Despite a small uptick during the holiday shopping season, small business revenue is one again slipping toward the March lows, according to a recent report from City Comptroller Scott Stringer. Hit hardest are firms in Manhattan deserted by tourists, office workers and many residents.

Revenue there is down 65% compared with the same period a year ago, with declines of 40% in Queens, about 35% in the Bronx and Brooklyn and 22% in Staten Island.

The citywide average 50% decline is similar to Washington, and slightly better than Boston and San Francisco, both of which have the same ills as Manhattan.

But other cities are doing better, including Philadelphia, where the drop is only 29%.

“The data confirms the inescapable realities and experiences of New York City’s small business community on the frontlines of the pandemic,” said Randy Peers, president of the Brooklyn Chamber of Commerce. “Revenues are in free-fall and the significant and constantly evolving government COVID-19 restrictions are hurting businesses.”

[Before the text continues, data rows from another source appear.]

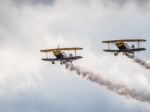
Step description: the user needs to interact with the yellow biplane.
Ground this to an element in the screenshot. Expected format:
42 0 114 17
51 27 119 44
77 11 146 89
102 39 146 57
40 47 83 64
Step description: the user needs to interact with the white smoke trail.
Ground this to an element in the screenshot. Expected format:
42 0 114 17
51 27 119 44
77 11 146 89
128 55 150 69
65 63 150 103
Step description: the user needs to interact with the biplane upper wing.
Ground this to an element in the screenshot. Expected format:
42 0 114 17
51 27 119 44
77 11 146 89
103 49 119 52
102 39 146 43
42 56 83 61
104 48 146 52
40 47 83 52
126 48 146 52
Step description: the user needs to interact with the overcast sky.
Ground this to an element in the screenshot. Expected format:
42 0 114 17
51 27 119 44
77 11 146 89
0 0 150 112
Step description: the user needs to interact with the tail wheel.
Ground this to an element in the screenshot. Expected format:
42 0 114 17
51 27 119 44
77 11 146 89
52 61 55 64
132 45 134 49
60 61 63 65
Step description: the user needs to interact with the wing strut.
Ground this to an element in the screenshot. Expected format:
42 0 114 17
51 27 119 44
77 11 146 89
108 42 110 49
75 49 77 56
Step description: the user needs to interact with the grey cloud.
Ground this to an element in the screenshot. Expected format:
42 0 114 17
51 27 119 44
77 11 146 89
101 0 150 7
12 0 55 5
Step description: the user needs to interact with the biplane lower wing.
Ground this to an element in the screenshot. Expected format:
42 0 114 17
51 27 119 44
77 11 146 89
102 39 146 43
104 48 146 52
40 47 83 52
42 56 83 61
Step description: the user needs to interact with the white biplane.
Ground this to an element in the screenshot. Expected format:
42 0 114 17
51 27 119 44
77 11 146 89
102 39 146 57
40 47 83 64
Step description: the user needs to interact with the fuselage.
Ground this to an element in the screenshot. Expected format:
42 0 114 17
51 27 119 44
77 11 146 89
116 41 128 52
53 50 64 60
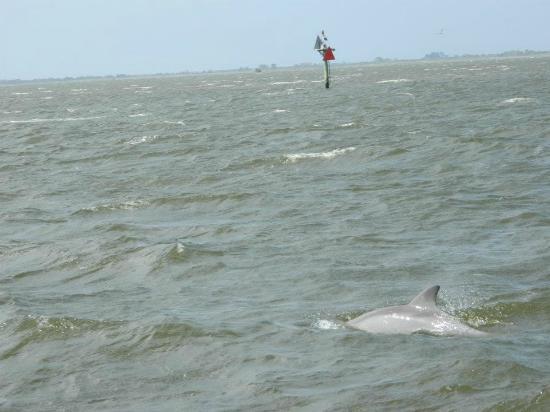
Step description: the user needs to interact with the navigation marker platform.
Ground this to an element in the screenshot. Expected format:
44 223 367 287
313 30 336 89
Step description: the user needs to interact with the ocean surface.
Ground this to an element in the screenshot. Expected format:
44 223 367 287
0 57 550 411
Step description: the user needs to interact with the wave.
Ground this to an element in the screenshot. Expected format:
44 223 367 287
0 116 105 124
285 146 355 163
376 79 412 84
126 134 159 145
271 80 305 86
73 200 150 215
500 97 536 104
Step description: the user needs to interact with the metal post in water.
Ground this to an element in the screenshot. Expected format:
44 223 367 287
313 30 335 89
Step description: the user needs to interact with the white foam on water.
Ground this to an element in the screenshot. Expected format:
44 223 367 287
376 79 411 84
285 147 355 163
340 122 355 127
81 200 149 212
312 319 342 330
500 97 535 104
0 116 105 124
126 134 158 145
271 80 305 86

The Department of Small Business Services says New York City has about 230,000 businesses with 125 employees or fewer employing about 1.3 million workers. Counting a small business as any with 20 employees or less puts the number at about 200,000.

Peers notes that 73% of small business employees in New York City are people of color, with more than half of all jobs in the sector held by immigrants, documented and otherwise — populations that have been hit hard on all levels by the pandemic.

Thompson Chemists once employed 17 people at their community drug store in SoHo. Now Jolie Alony and her husband, Gary, run the place with one part-time employee. They keep the door locked and let customers individually.

“All our regular customers are out of here,” Jolie Alony said. “They left in March for the Hamptons, Rhode Island or Florida.”

She said customers had told her they would return after the presidential election, but “no one came back.”